Notification

×

Iklan

Iklan

Artikel Terhangat

Tag Terpopuler

Ekonomi ke Arah Mana?

Rabu, 06 Mei 2020 | 19:20 WIB Last Updated 2020-05-06T11:24:49Z
Ekonomi ke Arah Mana?
Asrul (Mahasiswa Hukum ekonomi syariah, Universitas Islam Negeri Alauddin Makassar)
LorongKa.com - Dunia saat ini digemparkan dengan adanya virus yang mengakibatkan banyak merenggut nyawa.

Corona virus Disease 2019 atau sering disebut Covid-19 yang mengakibatkan sebuah negara harus berjuang mempertahankan krisis ekonomi. Dengan munculnya Covid-19 ini banyak menuai kontroversi diberbagai kalangan, sebagian dari mereka menafsirkan dan banyak pula yang menyampaikan penyebab munculnya wabah ini.

Sebenarnya Wabah ini telah tercatat dalam US Centers For Disease Control and Prevention (CDC) pada tahun 2009. Dengan adanya wabah ini tercatat 60.8 juta orang AS terjangkit sehingga hal ini menjadi penyebab berkurangnya populasi Dunia.

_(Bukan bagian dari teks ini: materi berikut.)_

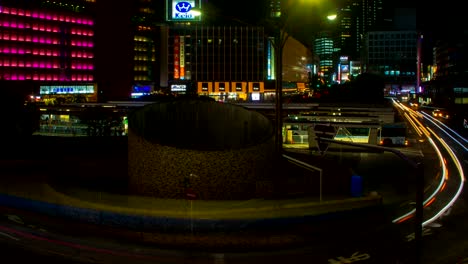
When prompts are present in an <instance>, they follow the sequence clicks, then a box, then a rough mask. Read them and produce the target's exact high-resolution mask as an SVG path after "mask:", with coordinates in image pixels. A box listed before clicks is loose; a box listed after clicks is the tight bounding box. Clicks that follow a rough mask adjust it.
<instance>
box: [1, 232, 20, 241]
mask: <svg viewBox="0 0 468 264" xmlns="http://www.w3.org/2000/svg"><path fill="white" fill-rule="evenodd" d="M0 235H2V236H6V237H8V238H11V239H13V240H19V238H17V237H14V236H12V235H9V234H7V233H3V232H0Z"/></svg>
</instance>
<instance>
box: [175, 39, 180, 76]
mask: <svg viewBox="0 0 468 264" xmlns="http://www.w3.org/2000/svg"><path fill="white" fill-rule="evenodd" d="M179 50H180V38H179V36H174V79H179V78H180V72H179V59H180V58H179V57H180V54H179V52H180V51H179Z"/></svg>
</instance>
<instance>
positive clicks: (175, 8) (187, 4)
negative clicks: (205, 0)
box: [175, 2, 192, 13]
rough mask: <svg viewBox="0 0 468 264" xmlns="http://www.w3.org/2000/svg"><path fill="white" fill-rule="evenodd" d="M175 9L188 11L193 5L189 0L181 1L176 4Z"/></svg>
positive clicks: (189, 9)
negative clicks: (192, 5)
mask: <svg viewBox="0 0 468 264" xmlns="http://www.w3.org/2000/svg"><path fill="white" fill-rule="evenodd" d="M175 9H176V10H177V11H178V12H180V13H188V12H189V11H190V9H192V5H191V4H190V3H189V2H179V3H177V4H176V6H175Z"/></svg>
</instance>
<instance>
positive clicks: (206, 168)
mask: <svg viewBox="0 0 468 264" xmlns="http://www.w3.org/2000/svg"><path fill="white" fill-rule="evenodd" d="M274 157H275V156H274V130H273V126H272V123H271V121H270V120H269V119H268V118H266V117H265V116H264V115H262V114H260V113H258V112H255V111H251V110H248V109H246V108H244V107H242V106H238V105H234V104H227V103H220V102H215V101H211V100H201V99H197V98H191V99H188V98H184V99H174V100H168V101H160V102H155V103H152V104H149V105H146V106H144V107H142V108H140V109H138V110H136V111H135V112H133V113H132V114H131V115H129V133H128V175H129V187H130V192H131V193H132V194H135V195H144V196H151V197H158V198H170V199H180V198H186V195H187V194H189V193H190V194H192V195H195V197H194V198H195V199H203V200H233V199H252V198H258V197H261V196H262V195H263V194H264V190H265V185H267V186H268V185H269V183H271V180H270V179H271V178H273V175H274V166H273V164H274ZM267 189H268V188H267Z"/></svg>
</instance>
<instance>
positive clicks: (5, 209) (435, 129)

Salah satu pemikir ekonomi klasik penguat Dari sebuah teori Adam Smith dan David Ricardo yaitu adalah Thomas Mhaitus. Dalam teorinya Thomas menyatakan, "laju pertumbuhan penduduk seperti deret ukur, dan laju pertumbuhan pangan seperti deret hitung". Itu berarti jika pertumbuhan penduduk lebih cepat lajunya di banding pertumbuhan pangan, maka dampaknya manusia akan mengalami krisis ekonomi dan akan merlombah dalam mendapatkan pangan jika tingkat pertumbuhan penduduk tidak di tekan. Maka dari itu jika keseimbangan antara ketersediaan pangan dan laju pertumbuhan penduduk maka angka kelahiran harus di tekan dan menambah angkan kematian. Dan hal ini sangan berkesinambungan dengan muncul nya wabah ini yang merenggut populasi dunia.

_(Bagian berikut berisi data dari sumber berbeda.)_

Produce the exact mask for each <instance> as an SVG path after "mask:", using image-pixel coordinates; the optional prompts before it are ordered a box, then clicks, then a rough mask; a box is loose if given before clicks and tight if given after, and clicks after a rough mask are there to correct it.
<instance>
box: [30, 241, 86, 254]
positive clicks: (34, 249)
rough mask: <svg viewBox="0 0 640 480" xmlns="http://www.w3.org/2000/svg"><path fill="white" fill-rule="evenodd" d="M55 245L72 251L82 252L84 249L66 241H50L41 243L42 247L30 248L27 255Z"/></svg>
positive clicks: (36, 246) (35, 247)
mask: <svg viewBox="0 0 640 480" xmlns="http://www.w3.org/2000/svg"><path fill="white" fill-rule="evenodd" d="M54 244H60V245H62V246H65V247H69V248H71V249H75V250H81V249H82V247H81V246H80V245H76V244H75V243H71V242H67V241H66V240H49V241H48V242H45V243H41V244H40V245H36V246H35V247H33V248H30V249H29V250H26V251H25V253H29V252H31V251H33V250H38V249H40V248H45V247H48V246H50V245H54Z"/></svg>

Pandemik Corona akan membuat ekonomi global tumbuh negative. Pada Moneter internasional Atau (IMF) memperingatkan situasinya akan bakal lebih buruk dari depresi Besar alias Great Depression Pada tahun 1930-an. (Apa itu Depresi besar, nanti kita bahas pada cerita selanjutnya).

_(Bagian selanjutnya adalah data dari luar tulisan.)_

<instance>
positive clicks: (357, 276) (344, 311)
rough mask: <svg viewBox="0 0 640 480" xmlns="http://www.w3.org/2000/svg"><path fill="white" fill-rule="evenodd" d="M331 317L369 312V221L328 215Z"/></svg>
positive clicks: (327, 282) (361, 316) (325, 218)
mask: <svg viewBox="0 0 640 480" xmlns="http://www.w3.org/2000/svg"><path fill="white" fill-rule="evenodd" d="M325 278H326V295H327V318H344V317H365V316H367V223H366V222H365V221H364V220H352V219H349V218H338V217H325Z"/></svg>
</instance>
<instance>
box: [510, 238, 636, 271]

Selain dari negara-negara maju, negara berkembang pun harus berjuang melawan Covid-19 ini untuk mempertahankan ekonomi negaranya, salah satunya ialah Indonesia.

Pemerintah telah banyak mengambil kebijakan dalam penanggulangan wabah ini dan salah satunya ialah social distancing and Stay at Home. Menurut pemerintah dengan kebijakan ini akan mempercepat memutus laju penularan Covid-19, tetapi bukankah ini adalah jalan menuju jurang keabrukan ekonomi!.

Stay at Home dan physical distancing akan menjadi jembatan menuju keabrukan ekonomi jika pemeritah tidak memperhatikan kebijakan ini dengan baik. Dengan kebijakan ini, sistem pendapatan perkapita akan rendah dan ekonomi-ekonomi kelas menengah ke bawah akan musnah seiring berjalannya waktu, dan ditambah lagi tindakan radikal dengan melakukan Pemberhentian Hak Kerja (PHK) Secara cuma-cuma yang di mana akan berimbas pada peningkatan pengangguran di negara sehinggga mengakibatkan terjadinya inflasi besar-besaran.

Menurut Bank Indonesia (BI) cara untuk memberhentikan laju inflasi yaitu konektivitas antar daerah dan kerja sama antar daerah. Apakah ini akan masih ada? dan bahkan sampai saat ini pemerintah masih sibuk dengan pembahasan Undang-Undang Omnibus Law Cilaka.

Di sisi lain pemerintah mengambil kebijakan dengan mengambil tenaga kerja asing (TKA) untuk dipekerjakan di negara kita, hal ini menambah keresahan masyarakat sehingga mengatakan pemerintah tidak Pro-Rakyat.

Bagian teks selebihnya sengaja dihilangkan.